This map started as a collaboration with artist~facilitator Ela Spalding, with the goal of visualizing human action in the protection of the land, in what Ela conceived as natura-culture corridors. The idea was to create a map based on the Panama natural corridors map, scaled up for exhibition at the Museum of Contemporary Art of Panama (MAC) in an exhibition about the amazing work of Estudio Nuboso over the last 10 years.
Dominique Rattón, with her extensive experience in textile printing, joined the team and proposed creating a cartographic piece on fabric. The result was an experimental map where we explored telling the story of biocultural connectivity through transparency, light, and a tactile, interactive materiality.
The map allows visitors to the exhibition to see how humans come together within the framework of ecological connectivity. It represents community-based organizations (CBOs) and rural water management boards (JAARs), which form a true swarm of human action. Indigenous territories, such as autonomous comarcas and collective lands, are also included, forming an integral part of this network of territorial care. The map conveys a sense of possibility and hope by showing how organized communities protect forests and water both inside and outside of the natural corridors.

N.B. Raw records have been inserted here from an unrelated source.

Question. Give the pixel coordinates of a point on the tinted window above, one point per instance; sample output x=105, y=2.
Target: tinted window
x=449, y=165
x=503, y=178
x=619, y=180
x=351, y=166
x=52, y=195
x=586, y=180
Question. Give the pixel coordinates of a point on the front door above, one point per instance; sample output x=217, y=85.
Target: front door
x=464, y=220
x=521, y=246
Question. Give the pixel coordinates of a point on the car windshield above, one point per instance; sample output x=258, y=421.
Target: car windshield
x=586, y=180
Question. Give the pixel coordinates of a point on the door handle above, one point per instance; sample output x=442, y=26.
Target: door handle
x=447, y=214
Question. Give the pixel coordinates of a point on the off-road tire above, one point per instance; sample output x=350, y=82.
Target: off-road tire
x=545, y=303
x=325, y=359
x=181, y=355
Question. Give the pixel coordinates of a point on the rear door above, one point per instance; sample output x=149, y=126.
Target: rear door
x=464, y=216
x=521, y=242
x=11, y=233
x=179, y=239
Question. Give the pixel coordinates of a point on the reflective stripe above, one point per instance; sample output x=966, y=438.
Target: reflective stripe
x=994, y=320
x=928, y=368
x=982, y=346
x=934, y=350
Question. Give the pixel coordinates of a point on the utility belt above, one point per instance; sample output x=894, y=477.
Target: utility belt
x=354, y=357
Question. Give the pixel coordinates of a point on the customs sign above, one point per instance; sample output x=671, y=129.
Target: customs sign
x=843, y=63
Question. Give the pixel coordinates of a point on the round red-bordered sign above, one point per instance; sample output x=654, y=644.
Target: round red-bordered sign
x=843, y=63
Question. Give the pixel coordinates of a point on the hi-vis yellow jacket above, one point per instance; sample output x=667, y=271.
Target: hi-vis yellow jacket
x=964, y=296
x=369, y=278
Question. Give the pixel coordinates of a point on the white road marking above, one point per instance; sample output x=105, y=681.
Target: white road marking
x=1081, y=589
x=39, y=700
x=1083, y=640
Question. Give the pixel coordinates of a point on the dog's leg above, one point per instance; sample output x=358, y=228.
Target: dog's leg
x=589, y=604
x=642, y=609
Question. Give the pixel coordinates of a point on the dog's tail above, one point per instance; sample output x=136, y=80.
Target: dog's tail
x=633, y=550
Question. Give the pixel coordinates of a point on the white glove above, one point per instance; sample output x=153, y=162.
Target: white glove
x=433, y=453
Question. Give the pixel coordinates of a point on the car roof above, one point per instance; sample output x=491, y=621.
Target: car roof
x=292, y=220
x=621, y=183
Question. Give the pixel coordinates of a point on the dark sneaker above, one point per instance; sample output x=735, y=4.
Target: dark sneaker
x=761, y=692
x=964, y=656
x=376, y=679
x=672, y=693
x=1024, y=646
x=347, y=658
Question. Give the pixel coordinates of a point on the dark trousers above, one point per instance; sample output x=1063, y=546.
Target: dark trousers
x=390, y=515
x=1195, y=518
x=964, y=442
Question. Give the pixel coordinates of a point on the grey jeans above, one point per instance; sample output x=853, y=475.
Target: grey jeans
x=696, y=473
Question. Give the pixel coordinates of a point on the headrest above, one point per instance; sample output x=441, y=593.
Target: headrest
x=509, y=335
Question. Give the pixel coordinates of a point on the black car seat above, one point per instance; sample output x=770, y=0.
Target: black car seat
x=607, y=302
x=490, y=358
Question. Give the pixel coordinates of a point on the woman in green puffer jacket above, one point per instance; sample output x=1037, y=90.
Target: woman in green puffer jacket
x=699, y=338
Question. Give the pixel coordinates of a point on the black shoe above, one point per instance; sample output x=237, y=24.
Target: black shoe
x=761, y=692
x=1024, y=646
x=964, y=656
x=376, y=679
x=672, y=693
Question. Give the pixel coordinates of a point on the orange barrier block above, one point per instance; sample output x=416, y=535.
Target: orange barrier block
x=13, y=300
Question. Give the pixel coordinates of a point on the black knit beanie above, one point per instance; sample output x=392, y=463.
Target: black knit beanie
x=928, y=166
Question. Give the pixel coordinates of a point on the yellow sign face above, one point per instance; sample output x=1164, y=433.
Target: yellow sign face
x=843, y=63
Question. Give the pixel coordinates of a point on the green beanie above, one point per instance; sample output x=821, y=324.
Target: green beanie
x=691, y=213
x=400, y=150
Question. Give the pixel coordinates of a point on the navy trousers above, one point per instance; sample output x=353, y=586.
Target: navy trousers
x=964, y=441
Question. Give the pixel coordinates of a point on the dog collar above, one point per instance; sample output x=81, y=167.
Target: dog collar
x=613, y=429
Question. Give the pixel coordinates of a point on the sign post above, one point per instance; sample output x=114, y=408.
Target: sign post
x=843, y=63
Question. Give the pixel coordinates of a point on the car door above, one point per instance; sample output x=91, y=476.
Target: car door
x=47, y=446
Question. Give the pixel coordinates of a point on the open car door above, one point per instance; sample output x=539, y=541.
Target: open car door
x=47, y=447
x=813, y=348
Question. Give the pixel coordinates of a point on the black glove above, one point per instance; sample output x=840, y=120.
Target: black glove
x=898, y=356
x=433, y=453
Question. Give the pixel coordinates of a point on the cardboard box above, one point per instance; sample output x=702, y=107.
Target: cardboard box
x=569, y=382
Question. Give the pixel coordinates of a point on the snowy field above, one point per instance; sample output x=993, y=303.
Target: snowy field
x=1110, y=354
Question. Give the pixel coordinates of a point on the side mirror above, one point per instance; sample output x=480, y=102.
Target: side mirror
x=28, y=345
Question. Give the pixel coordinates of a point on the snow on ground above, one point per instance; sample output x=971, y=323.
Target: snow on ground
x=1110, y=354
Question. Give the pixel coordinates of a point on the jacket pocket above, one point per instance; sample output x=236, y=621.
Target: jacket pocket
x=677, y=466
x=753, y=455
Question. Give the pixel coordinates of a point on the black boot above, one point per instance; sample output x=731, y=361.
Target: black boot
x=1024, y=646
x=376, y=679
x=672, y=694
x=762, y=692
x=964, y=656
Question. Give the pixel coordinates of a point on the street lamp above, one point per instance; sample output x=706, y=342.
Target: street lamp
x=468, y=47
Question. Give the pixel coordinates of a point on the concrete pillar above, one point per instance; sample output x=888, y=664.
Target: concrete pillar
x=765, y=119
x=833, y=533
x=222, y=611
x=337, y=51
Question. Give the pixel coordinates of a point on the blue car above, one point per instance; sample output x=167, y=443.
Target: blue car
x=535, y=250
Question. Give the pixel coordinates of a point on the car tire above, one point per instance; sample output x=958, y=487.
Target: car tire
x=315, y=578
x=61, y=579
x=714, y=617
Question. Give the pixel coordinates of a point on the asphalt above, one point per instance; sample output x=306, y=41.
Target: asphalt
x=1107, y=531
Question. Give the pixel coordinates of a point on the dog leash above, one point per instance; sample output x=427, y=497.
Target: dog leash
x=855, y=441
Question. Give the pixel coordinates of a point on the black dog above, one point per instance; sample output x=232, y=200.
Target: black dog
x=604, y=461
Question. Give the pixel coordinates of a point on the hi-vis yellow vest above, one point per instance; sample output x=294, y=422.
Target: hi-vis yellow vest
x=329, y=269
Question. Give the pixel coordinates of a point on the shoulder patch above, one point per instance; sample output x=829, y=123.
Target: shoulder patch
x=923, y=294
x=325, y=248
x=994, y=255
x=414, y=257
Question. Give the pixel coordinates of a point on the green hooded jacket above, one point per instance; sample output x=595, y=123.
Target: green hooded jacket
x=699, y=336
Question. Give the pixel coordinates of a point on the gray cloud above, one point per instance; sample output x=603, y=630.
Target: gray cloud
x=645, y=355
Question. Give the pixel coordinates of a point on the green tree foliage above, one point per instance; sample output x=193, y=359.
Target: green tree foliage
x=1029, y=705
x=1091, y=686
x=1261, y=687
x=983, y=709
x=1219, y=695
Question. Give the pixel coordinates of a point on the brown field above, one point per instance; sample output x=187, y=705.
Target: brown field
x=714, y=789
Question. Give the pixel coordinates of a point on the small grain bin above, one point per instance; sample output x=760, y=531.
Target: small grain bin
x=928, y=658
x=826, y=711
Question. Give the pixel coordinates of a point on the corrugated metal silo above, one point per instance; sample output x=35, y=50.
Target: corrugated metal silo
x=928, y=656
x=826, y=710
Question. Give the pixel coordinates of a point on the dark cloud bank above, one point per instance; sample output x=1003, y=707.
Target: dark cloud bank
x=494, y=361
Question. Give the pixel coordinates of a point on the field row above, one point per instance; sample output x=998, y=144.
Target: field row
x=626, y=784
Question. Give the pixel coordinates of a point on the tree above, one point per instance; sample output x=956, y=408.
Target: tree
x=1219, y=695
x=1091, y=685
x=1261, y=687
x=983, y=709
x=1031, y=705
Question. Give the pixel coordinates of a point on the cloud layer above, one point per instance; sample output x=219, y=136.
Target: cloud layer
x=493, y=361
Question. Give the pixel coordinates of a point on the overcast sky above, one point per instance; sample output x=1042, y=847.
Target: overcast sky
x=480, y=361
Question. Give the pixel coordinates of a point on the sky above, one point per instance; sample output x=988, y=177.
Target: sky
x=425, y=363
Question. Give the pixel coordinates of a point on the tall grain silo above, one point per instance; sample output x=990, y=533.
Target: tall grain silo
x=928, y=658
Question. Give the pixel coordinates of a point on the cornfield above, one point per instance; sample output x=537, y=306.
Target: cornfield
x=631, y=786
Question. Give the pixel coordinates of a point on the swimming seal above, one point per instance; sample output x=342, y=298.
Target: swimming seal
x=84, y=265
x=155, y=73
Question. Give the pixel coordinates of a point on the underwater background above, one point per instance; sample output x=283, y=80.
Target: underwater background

These are the three layers of the map in the MAC gallery (thanks to Alfredo Martiz and the Museum of Contemporary Art for the photos):
The piece is 4.2 meters long and consists of three backlit fabric layers. The base, mounted like a lightbox, represents the territory of Panama and beyond through watersheds, along with main roads and highways. The territory is divided between the Caribbean and Pacific slopes — the great watershed divide of the Central American isthmus — in different colors. The top layer, closest to the viewer, includes the natural corridors and elements of community organization. The middle layer contains towns, indigenous territories, and protected natural areas, as well as possible threats and environmental alert points, such as mining and deforestation hotspots.
The map is interactive and allows for physical manipulation of the layers. While the main narrative lies in the top layer, viewers can discover different readings of the territory by overlaying and moving the layers, generating combinations that reveal new connections. None of us had done anything like this before. I think the result was quite successful and left us with valuable lessons for further experimentation.
Designing a piece of this size from a computer screen isn’t exactly intuitive, but this is the second time I’ve done it. You have to consider details like the average height of viewers, accessibility, color contrast, and viewing distance. We used guides like this one from the Canadian Museum for Human Rights.
We used pique fabric for the base layer and chiffon for the front layers. Behind the base layer are LED strips that illuminate the museum’s white wall, creating a lightbox that serves as the piece’s only source of light. The front layers are suspended using three Ikea curtain tracks, each made of three 140 cm long rails. The three fabric layers are spaced 4 cm apart to allow for transparency.
For the base layer at the back of the map, I used a technique I’ve been refining since the Pacific map: vector-based shading derived from watershed polygons. First, I generate “half-watersheds” at multiple scales using a digital elevation model (with r.watershed from GRASS GIS). Then I calculate the aspect (orientation) and slope of each polygon, and from that, the amount of light it would reflect at a given solar position (using formulas from here). I then overlay layers in QGIS and Krita with different sun orientations and watershed scales, experimenting with opacities until it looks right. I’d love to create a tutorial on this technique sometime, as it allows for a clear and expressive depiction of relief.
I couldn’t find a geographic layer for the local water boards or JAARs, which is what these rural aqueduct management organizations are called in Panama. But I felt it was essential to include them, as they are probably the country’s most important form of community organization. I found a 158-page PDF from the Ministry of Health listing over 3500 JAARs. I converted it into an Excel spreadsheet, then matched entries by community name and administrative division, managing to georeference just over half. With more time, I could try to refine the data and map the rest manually. Doing these kinds of acrobatics is pretty normal in Panama, where geospatial data is scarce and the state publishes only a fraction of what it produces.
The data on other community organizations comes primarily from a study conducted by my colleagues at Almanaque Azul for the Ministry of Environment, to which I added other active land defender groups in Panama, like the Guerreros del Mar and Despierta Donoso. There are still many more to include.